The financial differences don’t stop there. Babineaux says it costs about $100,000 for LMGF to put on its Mardi Gras events each year. As a non-profit organization, LMGF relies on fundraising to generate much of that budget. The organization does receive a stipend from the Lafayette Consolidated Government each year. But the impact of that grant has dwindled through the years.
“Because we focus on culture and the arts, we get a stipend — essentially a grant,” Babineaux says.

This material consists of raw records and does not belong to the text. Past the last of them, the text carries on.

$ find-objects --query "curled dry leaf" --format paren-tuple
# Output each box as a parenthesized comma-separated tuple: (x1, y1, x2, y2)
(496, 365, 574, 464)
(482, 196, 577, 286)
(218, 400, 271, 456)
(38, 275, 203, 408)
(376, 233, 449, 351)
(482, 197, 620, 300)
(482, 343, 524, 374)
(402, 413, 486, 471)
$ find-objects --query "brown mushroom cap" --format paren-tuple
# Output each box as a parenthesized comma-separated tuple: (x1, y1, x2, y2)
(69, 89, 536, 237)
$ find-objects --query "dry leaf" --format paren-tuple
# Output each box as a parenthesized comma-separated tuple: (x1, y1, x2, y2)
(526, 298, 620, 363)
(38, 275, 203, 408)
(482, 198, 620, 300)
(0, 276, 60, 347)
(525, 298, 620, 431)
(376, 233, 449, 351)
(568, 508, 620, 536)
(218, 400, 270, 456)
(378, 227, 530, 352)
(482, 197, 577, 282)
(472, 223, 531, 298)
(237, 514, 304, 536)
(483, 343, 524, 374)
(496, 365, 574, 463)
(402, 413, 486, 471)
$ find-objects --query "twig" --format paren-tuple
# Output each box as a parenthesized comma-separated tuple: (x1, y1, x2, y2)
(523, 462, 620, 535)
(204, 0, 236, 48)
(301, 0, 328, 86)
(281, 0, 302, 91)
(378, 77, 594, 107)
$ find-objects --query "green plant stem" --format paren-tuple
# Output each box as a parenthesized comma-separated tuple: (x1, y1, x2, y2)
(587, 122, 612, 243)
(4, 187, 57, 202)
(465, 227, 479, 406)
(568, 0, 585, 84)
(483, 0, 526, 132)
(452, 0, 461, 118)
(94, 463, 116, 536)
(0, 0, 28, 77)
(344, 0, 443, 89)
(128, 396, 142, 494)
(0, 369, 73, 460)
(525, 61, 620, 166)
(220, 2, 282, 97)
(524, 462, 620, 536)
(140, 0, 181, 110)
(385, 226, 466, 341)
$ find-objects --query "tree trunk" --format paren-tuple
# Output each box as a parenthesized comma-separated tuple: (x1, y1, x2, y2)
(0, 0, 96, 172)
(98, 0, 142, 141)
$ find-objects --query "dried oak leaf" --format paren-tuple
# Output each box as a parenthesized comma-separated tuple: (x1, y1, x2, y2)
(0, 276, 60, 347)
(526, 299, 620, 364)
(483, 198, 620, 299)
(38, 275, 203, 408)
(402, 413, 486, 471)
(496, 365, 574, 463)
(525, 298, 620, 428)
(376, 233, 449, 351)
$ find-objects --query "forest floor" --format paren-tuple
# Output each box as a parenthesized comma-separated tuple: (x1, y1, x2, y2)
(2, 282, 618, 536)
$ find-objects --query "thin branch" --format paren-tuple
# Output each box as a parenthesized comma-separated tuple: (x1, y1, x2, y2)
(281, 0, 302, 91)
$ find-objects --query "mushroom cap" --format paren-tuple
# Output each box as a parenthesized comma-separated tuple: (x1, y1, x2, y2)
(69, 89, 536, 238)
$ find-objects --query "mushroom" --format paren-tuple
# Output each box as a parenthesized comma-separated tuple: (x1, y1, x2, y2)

The law of the land has changed, but the shadow of segregation still looms over the brightest of celebrations, Hayes says. “Thank God we saw the end of [the Jim Crow system]. But we are still impacted by it,” she adds. “I went to church with people in Lafayette who were in Lafayette Mardi Gras Festival. Even then, in the ’90s, those Mardi Gras krewes were still segregated. We have seen some krewes now integrated. Now young black women sit on some of the queens’ courts. That was not the way it was then. That’s progress. I applaud people who are more open-minded. But we can’t forget history, which explains some of the issues we are still dealing with.”
Progress is what keeps people like Babineaux going. “It’s a struggle,” he says. “I would say under my administration the past 10 years, things have improved. We run constantly 20 to 25 floats. With bands and Indians and everything, we have 40 or 50 entries in the lineup. But we still feel disparities going down the street. Our kids get hit with beads thrown back at them by people waiting for the parade to pass. We feel it. We continue to feel we do what we have to do.”